References: benchmarks, benchmarks/benchmark_flash_attention.py

The benchmarks directory contains code to benchmark different attention implementations against each other. It aims to compare the performance of approaches like PyTorch attention to Flash Attention.

The …/benchmark_flash_attention.py file benchmarks attention computations used in Flash Attention. This file saves results to files in benchmarks for analysis.

By benchmarking core attention computations in Flash Attention against their PyTorch counterparts, we can analyze the performance improvements of optimizations used in Flash Attention. This allows us to validate that Flash Attention provides more efficient attention compared to the standard PyTorch implementation.

Utilities

References: flash_attn/utils/benchmark.py

The …/benchmark.py file contains various utility functions for benchmarking and profiling PyTorch models and layers.

The main functions include:

Wrap
Copy
def benchmark_forward(*inputs, repeats=10, desc="", verbose=True, amp=False, amp_dtype=torch.float16, **kwinputs):
Wrap
Copy
def benchmark_backward(*inputs, grad=None, repeats=10, desc="", verbose=True, amp=False, amp_dtype=torch.float16, **kwinputs):
Wrap
Copy
def benchmark_combined(*inputs, grad=None, repeats=10, desc="", verbose=True, amp=False, amp_dtype=torch.float16, **kwinputs): 
Wrap
Copy
def benchmark_fwd_bwd(*inputs, grad=None, repeats=10, desc="", verbose=True, amp=False, amp_dtype=torch.float16, **kwinputs):
Wrap
Copy
def pytorch_profiler(*inputs, trace_filename=None, backward=False, amp=False, amp_dtype=torch.float16, cpu=False, verbose=True, **kwinputs):
Wrap
Copy
def benchmark_memory(*inputs, desc="", verbose=True, **kwinputs):

These functions time how long different passes take, allowing detailed benchmarking of models and layers. Automatic mixed precision is supported. Benchmarking results are returned or can be printed.

Distributed Training

References: flash_attn/utils/distributed.py, tests/modules

The …/distributed.py file contains utilities for distributed training using PyTorch distributed. It includes functions for operations without autograd support but allow for asynchronous execution.

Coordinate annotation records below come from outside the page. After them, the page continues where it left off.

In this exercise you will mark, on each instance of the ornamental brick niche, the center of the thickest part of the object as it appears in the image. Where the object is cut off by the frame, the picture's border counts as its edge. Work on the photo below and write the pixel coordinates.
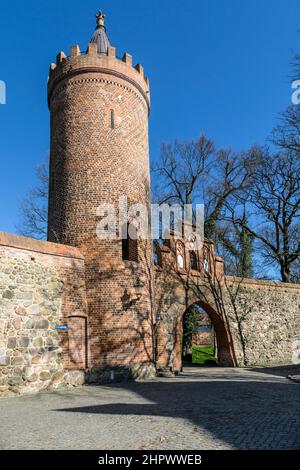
(99, 108)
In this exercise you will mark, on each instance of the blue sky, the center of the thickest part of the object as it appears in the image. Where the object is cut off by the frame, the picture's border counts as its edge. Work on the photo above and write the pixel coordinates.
(220, 66)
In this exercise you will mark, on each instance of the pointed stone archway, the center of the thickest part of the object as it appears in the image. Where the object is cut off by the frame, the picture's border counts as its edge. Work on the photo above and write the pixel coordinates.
(170, 332)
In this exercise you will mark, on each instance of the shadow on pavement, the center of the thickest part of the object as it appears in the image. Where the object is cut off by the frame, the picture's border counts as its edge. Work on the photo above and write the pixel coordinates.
(245, 414)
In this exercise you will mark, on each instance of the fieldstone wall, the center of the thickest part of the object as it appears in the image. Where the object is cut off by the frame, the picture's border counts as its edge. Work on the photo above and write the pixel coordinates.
(265, 321)
(257, 323)
(41, 286)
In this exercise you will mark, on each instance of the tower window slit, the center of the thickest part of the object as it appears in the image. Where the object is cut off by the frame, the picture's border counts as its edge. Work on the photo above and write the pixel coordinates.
(112, 119)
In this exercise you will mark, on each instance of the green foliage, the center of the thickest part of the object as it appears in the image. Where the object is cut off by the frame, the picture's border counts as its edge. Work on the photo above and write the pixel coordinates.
(201, 354)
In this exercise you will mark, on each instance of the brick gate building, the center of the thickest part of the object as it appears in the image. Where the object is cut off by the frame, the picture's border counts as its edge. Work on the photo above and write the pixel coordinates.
(85, 308)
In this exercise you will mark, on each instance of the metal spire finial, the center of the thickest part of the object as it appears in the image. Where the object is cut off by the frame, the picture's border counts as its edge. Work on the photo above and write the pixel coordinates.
(100, 19)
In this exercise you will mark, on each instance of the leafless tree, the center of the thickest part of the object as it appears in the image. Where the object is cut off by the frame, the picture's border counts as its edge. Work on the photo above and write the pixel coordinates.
(34, 207)
(195, 172)
(274, 201)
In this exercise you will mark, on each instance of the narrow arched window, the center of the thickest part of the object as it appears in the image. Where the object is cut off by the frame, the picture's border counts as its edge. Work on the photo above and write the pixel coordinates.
(193, 261)
(112, 119)
(130, 244)
(206, 260)
(180, 255)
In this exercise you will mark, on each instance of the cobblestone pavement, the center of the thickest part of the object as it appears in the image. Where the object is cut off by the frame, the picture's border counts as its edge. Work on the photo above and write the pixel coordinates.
(201, 409)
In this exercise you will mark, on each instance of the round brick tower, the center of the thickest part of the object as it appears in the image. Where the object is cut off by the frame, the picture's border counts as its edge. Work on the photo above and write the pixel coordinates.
(99, 109)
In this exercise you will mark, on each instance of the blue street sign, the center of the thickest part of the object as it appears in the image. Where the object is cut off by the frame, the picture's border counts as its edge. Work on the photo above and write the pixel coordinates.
(61, 327)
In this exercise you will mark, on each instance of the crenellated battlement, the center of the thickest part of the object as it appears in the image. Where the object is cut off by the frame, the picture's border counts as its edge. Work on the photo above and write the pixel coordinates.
(92, 61)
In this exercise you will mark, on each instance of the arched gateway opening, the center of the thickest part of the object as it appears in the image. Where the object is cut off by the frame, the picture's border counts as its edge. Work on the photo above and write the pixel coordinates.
(204, 322)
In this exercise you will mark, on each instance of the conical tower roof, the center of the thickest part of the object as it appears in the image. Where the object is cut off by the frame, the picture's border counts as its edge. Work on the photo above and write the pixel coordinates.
(100, 37)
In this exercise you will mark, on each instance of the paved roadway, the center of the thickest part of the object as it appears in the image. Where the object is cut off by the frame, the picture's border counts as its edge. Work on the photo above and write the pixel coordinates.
(204, 408)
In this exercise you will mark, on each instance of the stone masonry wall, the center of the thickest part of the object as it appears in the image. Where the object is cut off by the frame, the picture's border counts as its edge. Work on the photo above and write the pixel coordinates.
(268, 315)
(257, 323)
(41, 286)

The tests in …/modules validate distributed training functionality. The directory includes tests in …/test_block_parallel.py which partitions a block containing layers across devices. …/test_embedding_parallel.py partitions dimensions of an embedding layer across devices. …/test_mlp_parallel.py partitions layers of a multi-layer perceptron across devices.

Each test file initializes distributed training and model parallelism across different world sizes, generates input data and partitions it across processes, and initializes weights from a base model. They run and compare forward and backward passes on parallel and non-parallel models.

Model Performance

References: examples, tests/models

The Benchmarking section discusses benchmarking models on downstream tasks. The examples and …/models directories contain examples and tests for evaluating full Flash Attention models on tasks.

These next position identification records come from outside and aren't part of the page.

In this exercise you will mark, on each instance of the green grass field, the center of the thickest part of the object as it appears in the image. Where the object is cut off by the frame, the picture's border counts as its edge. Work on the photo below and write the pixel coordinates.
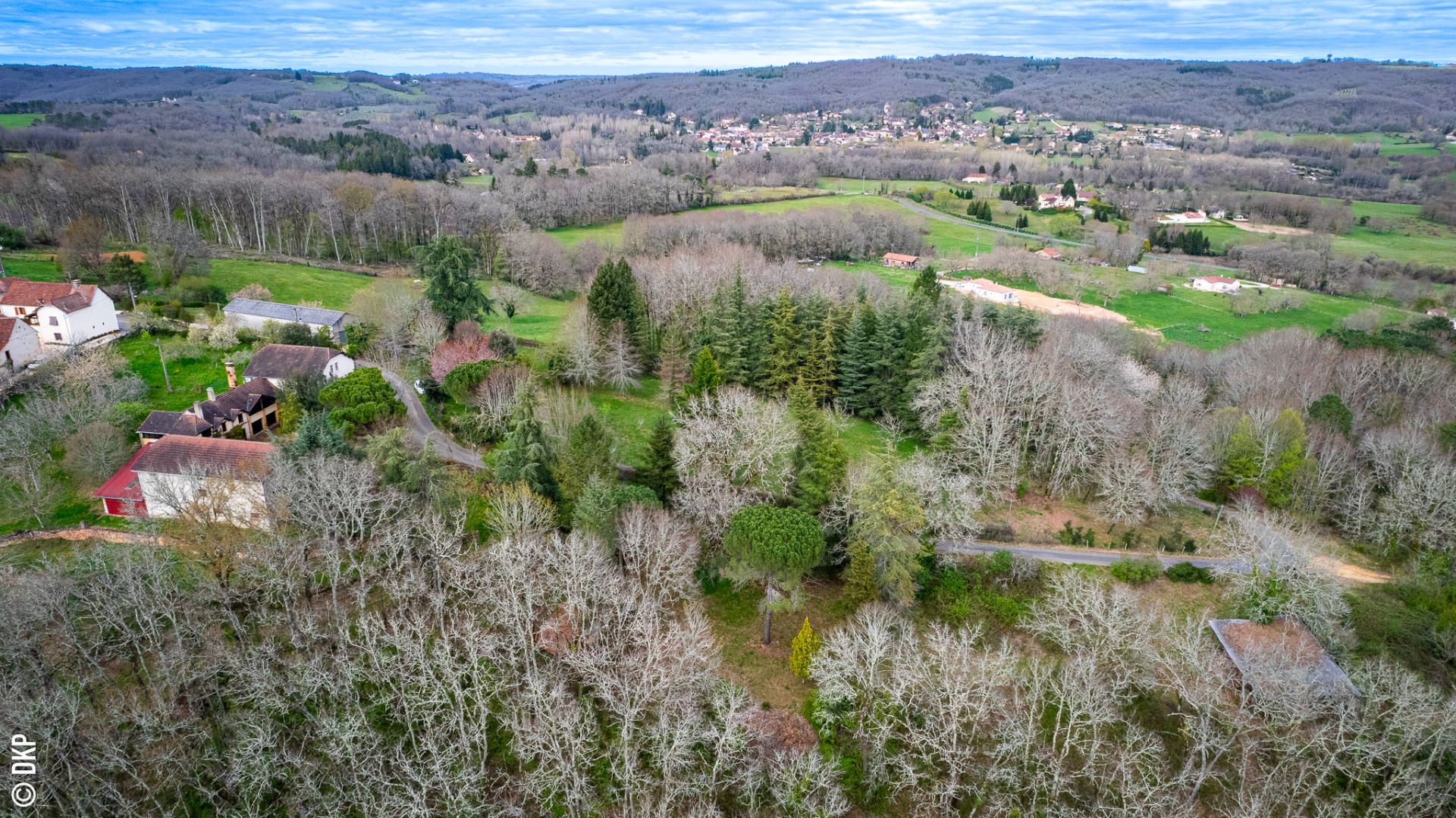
(19, 120)
(290, 283)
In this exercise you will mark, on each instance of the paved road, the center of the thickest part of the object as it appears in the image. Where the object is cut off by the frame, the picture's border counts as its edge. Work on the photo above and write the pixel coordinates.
(421, 428)
(1081, 556)
(940, 216)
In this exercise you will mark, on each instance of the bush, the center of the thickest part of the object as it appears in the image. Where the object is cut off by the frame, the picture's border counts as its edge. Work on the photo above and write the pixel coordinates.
(1190, 572)
(1138, 571)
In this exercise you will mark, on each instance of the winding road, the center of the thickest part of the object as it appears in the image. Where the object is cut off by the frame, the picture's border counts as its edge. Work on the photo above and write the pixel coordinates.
(422, 430)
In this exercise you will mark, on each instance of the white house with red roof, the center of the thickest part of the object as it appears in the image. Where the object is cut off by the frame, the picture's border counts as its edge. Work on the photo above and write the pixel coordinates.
(19, 344)
(61, 313)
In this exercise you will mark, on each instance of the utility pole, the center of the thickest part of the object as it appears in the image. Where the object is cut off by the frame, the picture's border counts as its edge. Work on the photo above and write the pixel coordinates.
(164, 359)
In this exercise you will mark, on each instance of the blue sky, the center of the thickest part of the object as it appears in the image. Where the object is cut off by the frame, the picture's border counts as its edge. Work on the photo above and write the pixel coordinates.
(651, 36)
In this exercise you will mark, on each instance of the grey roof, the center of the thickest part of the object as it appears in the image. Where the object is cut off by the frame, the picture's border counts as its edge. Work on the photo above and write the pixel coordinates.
(284, 312)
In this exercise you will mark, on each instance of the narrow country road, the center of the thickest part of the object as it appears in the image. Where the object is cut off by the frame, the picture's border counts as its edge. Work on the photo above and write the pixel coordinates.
(940, 216)
(421, 428)
(1097, 556)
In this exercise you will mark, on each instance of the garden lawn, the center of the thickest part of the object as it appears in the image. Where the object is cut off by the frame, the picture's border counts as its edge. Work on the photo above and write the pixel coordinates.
(290, 283)
(19, 120)
(190, 376)
(1180, 313)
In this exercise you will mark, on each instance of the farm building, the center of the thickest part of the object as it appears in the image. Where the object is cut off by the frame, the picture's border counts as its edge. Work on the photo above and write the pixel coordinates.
(1283, 653)
(1215, 284)
(19, 344)
(900, 261)
(281, 362)
(992, 291)
(255, 315)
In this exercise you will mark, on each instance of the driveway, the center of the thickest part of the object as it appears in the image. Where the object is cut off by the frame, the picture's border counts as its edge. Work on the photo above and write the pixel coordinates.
(421, 428)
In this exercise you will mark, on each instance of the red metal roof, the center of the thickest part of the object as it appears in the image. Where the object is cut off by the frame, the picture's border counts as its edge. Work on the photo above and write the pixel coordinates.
(123, 485)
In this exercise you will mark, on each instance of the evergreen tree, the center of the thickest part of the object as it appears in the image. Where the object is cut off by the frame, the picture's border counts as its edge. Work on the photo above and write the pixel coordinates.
(318, 434)
(819, 459)
(783, 367)
(660, 472)
(587, 454)
(617, 299)
(820, 363)
(705, 375)
(859, 363)
(523, 456)
(802, 650)
(927, 286)
(447, 267)
(859, 577)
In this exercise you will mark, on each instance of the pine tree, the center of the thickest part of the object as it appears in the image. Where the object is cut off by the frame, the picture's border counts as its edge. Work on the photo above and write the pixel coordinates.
(820, 363)
(523, 456)
(705, 375)
(783, 365)
(858, 364)
(859, 577)
(802, 650)
(587, 454)
(660, 472)
(819, 459)
(615, 297)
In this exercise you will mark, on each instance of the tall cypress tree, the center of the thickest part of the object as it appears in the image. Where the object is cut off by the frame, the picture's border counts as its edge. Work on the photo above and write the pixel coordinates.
(859, 363)
(660, 473)
(783, 364)
(617, 299)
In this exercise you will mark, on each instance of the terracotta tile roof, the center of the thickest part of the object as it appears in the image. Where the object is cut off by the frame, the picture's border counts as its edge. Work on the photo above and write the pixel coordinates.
(162, 422)
(25, 293)
(287, 360)
(178, 454)
(123, 485)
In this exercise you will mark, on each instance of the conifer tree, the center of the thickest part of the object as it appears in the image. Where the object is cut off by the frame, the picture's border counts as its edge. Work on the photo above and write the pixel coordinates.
(783, 365)
(705, 375)
(523, 456)
(587, 454)
(660, 473)
(819, 459)
(820, 363)
(802, 650)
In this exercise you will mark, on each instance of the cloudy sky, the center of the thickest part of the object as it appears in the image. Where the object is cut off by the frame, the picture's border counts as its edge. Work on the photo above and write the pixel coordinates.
(574, 36)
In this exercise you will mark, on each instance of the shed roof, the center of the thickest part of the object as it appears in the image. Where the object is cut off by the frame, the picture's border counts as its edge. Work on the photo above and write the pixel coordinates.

Some key functionality includes:

  • The examples directory contains training and inference examples for models like BERT, GPT-2, and Vision Transformer. Examples are run on downstream tasks to evaluate performance.

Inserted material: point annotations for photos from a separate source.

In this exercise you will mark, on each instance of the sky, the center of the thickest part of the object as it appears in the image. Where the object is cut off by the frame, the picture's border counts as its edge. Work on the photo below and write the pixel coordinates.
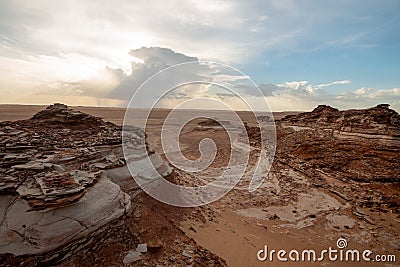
(299, 53)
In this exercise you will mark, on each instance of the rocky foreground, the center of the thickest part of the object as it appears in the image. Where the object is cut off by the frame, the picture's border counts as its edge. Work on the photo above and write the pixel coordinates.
(66, 197)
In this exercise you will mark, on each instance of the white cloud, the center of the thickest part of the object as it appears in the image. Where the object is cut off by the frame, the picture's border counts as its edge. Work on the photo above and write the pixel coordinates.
(334, 83)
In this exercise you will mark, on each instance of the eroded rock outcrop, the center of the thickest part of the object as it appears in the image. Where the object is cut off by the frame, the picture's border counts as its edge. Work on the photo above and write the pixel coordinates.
(54, 188)
(352, 146)
(379, 120)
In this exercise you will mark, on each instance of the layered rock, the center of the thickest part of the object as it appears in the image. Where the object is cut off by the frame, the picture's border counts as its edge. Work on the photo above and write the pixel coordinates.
(54, 189)
(352, 146)
(379, 120)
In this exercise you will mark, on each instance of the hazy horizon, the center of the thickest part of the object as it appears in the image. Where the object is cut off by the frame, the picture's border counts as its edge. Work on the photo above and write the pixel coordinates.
(343, 54)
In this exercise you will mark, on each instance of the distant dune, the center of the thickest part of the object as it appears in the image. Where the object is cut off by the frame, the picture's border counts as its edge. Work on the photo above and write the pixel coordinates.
(12, 112)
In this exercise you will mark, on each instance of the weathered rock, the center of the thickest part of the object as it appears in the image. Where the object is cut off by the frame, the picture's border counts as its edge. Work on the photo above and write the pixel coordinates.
(38, 232)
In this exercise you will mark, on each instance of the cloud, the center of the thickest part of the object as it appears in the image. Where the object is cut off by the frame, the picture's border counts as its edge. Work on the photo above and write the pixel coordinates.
(334, 83)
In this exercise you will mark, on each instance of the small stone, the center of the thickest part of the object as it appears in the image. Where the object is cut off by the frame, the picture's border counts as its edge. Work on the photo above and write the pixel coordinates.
(132, 256)
(154, 245)
(142, 248)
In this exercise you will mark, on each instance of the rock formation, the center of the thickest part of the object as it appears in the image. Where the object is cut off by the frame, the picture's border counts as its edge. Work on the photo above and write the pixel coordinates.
(54, 190)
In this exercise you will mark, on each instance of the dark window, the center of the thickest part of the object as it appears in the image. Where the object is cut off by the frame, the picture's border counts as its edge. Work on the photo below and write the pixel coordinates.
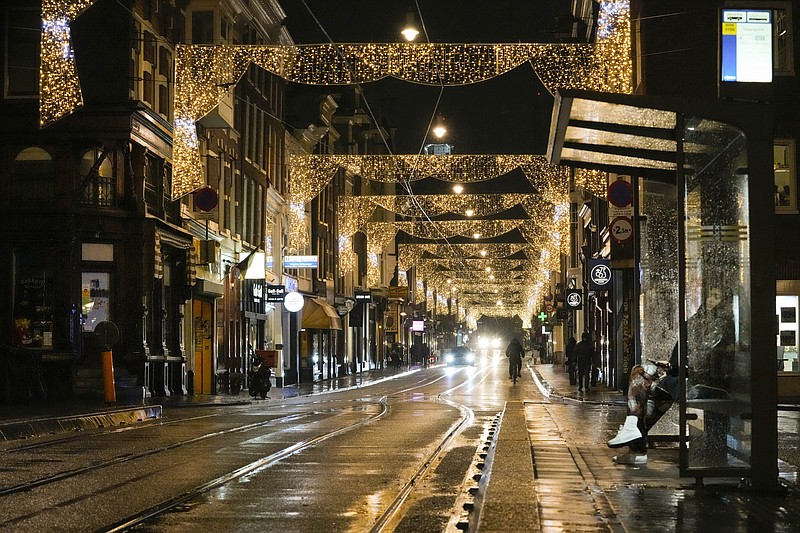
(99, 188)
(203, 27)
(22, 52)
(782, 43)
(149, 46)
(148, 88)
(163, 100)
(165, 62)
(32, 176)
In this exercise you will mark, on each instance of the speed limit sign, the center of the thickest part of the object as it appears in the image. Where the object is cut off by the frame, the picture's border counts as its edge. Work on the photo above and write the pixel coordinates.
(621, 229)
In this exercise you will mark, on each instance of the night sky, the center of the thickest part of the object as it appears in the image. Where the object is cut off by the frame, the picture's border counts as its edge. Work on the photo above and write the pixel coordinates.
(509, 114)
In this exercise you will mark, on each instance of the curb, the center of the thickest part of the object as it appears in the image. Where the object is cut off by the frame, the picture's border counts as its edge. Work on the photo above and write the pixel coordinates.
(51, 426)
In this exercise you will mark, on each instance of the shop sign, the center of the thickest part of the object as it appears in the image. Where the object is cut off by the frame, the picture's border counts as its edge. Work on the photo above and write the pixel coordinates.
(253, 295)
(621, 229)
(599, 274)
(301, 261)
(293, 302)
(276, 293)
(363, 296)
(746, 46)
(574, 299)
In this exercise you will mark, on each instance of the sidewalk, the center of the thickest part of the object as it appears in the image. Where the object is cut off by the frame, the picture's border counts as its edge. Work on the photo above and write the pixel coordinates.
(554, 381)
(19, 421)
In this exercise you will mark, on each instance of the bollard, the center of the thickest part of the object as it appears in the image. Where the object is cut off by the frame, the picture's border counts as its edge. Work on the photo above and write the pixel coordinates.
(108, 376)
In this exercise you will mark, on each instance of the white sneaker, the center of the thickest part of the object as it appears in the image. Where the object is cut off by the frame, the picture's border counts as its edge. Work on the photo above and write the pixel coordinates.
(628, 433)
(631, 458)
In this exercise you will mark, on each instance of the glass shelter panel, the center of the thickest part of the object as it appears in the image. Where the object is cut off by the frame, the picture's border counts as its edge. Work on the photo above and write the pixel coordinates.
(717, 303)
(658, 299)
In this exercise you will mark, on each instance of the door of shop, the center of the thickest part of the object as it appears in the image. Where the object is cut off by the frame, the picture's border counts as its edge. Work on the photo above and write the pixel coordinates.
(204, 375)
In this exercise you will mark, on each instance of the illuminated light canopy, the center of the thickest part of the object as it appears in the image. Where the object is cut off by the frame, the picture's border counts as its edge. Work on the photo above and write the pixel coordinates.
(204, 73)
(59, 86)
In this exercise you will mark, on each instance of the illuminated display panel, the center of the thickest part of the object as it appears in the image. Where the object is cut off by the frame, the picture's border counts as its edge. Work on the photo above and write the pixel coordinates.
(746, 46)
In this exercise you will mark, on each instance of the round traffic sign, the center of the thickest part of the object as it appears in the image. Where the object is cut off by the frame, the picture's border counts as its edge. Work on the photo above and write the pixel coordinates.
(206, 199)
(293, 301)
(621, 229)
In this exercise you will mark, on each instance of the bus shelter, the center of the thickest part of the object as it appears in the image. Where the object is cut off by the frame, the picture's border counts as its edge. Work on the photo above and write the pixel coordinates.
(705, 259)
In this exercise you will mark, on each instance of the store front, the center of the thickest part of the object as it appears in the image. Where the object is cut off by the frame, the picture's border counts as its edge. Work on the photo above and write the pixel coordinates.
(318, 340)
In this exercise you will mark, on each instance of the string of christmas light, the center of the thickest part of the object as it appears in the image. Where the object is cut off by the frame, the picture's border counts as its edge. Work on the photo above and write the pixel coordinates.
(204, 73)
(408, 253)
(431, 265)
(477, 205)
(298, 228)
(485, 229)
(379, 235)
(59, 86)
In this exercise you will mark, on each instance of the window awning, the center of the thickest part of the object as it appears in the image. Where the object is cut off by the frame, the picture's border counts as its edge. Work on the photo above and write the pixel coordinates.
(319, 314)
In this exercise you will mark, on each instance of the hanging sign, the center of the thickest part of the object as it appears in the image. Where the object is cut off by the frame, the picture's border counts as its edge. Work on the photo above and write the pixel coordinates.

  • Unit tests in …/models validate Flash Attention implementations of models like BERT, GPT-2, OPT match HuggingFace in terms of outputs and accuracy on tasks.

  • Tests like in …/test_gpt_generation_parallel.py evaluate generation performance of parallelized models against baselines.

  • Benchmarking tests in files like …/test_btlm.py and …/test_gpt.py compare optimized Flash Attention models to HuggingFace in FP16 and FP32, on metrics like generation speed and forward pass latency.

Distributed Training

References: flash_attn/utils, tests/modules, training, training/src/distributed

The core utilities provided for distributed training are handled in the …/distributed directory. This directory contains code for efficient gradient handling during distributed data parallel training.

The main component handles gradient compression and passing. Gradients are stored in a lower precision format, divided by the number of processes, and passed between processes. A callback then restores the original precision.

By handling the operations asynchronously, no additional synchronization steps are required. Storing gradients in a lower precision also reduces communication costs without losing information after passing between processes.

The …/utils directory contains additional utilities to support distributed training.

Distributed Data Parallel

References: flash_attn/utils/distributed.py, tests/modules

The …/distributed.py file contains utilities for distributed data parallel training across multiple GPUs. It includes a class that wraps raw distributed functions to support autograd during the forward and backward passes.

The tests in …/modules validate distributed data parallel implementations by comparing outputs and gradients of parallel models to non-parallel baselines. Files partition components across devices using classes initialized from base models. They scatter inputs and partition gradients.

Gradient Compression

References: training/src/distributed

The …/distributed directory provides functionality for efficient gradient compression during distributed data parallel training. It implements gradient compression using a class defined in the …/ddp_comm_hooks.py file.

The class casts gradients to half precision format to compress the gradients. It then performs an asynchronous allreduce operation on the compressed gradients across the process group. A callback is registered to restore the gradients to their original precision after the allreduce completes. This avoids additional synchronization steps during gradient compression.

The key steps implemented are:

  • Gradients in a tensor are divided by the world size and cast for compression using fused operations.

  • An asynchronous allreduce is performed on the compressed gradients.

  • A callback registered with the future returned by allreduce restores the gradients to their original precision after communication.

By compressing gradients, communication costs are significantly reduced without losing information after the allreduce. This provides an efficient approach to distributed training at large scale.

Multi-Node Training

References: training/src/utils

The …/utils directory contains several utilities to support model parallel and multi-node distributed training.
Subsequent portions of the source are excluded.